The Legal Dispute: Can SARS Still Tax the Old Companies?

In 2021, SARS issued tax assessments for the years 2013–2018 against JASA and QSG-I. The liquidators argued:

  • The 2019 court order made the companies part of a single scheme.

  • The companies no longer existed legally.

  • SARS couldn’t issue tax bills against companies that had been “merged” into a new entity.

They went to court to have those tax bills cancelled.

The Court’s Decision: You Still Owe, Even If You’ve Collapsed

The High Court rejected the liquidators’ argument and ruled in favour of SARS. Judge van der Schyff held that:

  • The 2019 order did not erase the original companies’ legal existence.

  • SARS was within its rights to issue and enforce tax assessments against JASA and QSG-I.
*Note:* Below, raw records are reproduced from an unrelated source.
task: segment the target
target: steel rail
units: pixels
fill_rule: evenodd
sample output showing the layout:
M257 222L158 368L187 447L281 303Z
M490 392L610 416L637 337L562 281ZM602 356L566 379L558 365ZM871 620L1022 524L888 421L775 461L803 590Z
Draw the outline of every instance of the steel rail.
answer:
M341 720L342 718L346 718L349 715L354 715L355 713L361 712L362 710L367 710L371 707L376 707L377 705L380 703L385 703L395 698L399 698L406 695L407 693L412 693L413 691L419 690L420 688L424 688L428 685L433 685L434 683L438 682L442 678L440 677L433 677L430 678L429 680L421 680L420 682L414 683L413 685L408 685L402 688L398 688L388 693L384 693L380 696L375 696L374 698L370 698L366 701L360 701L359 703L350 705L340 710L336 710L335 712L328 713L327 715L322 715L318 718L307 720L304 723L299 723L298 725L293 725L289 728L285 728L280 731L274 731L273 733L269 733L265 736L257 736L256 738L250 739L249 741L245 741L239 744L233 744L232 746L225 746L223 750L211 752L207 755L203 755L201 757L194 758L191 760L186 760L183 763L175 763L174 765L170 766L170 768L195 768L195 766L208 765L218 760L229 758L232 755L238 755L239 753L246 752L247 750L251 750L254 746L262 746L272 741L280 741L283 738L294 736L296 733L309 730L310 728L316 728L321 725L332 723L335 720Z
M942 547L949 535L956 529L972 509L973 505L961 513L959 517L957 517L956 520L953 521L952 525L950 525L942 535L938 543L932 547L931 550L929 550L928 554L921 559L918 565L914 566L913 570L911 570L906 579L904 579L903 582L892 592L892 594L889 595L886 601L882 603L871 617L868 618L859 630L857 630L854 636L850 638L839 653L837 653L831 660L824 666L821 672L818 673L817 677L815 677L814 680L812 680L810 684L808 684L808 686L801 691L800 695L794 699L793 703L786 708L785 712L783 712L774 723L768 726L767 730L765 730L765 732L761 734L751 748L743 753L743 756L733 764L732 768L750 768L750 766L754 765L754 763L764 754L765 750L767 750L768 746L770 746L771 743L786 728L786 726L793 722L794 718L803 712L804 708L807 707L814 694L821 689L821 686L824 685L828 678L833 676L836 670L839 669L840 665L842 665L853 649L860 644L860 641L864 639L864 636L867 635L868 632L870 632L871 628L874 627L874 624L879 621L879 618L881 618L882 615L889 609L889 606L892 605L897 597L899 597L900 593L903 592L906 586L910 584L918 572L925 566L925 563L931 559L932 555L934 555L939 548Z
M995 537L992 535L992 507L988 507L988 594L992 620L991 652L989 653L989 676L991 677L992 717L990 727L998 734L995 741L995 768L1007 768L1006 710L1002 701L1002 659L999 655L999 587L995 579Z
  • The companies still owed SARS for past income — and that debt could be claimed from the assets pooled in the QSG Scheme.

The court dismissed the application and ordered the liquidators to pay legal costs.

Lessons Learned

  • Merging companies doesn’t erase their past tax obligations. Even if entities are grouped for liquidation, their separate tax histories remain intact.

  • Just because a company is “treated as one” for liquidation doesn’t mean its legal personality is wiped out.

  • SARS isn’t powerless after liquidation. It can — and will — issue tax assessments for prior years, even after companies collapse.

  • Liquidators must tread carefully. Misinterpreting a court order could lead to failed litigation — and a hefty legal bill.

📣 For CIBA tax practitioners, this case is a strong reminder: group liquidations don’t override the legal and tax identity of each company involved. SARS will follow the paper trail, and courts will back them.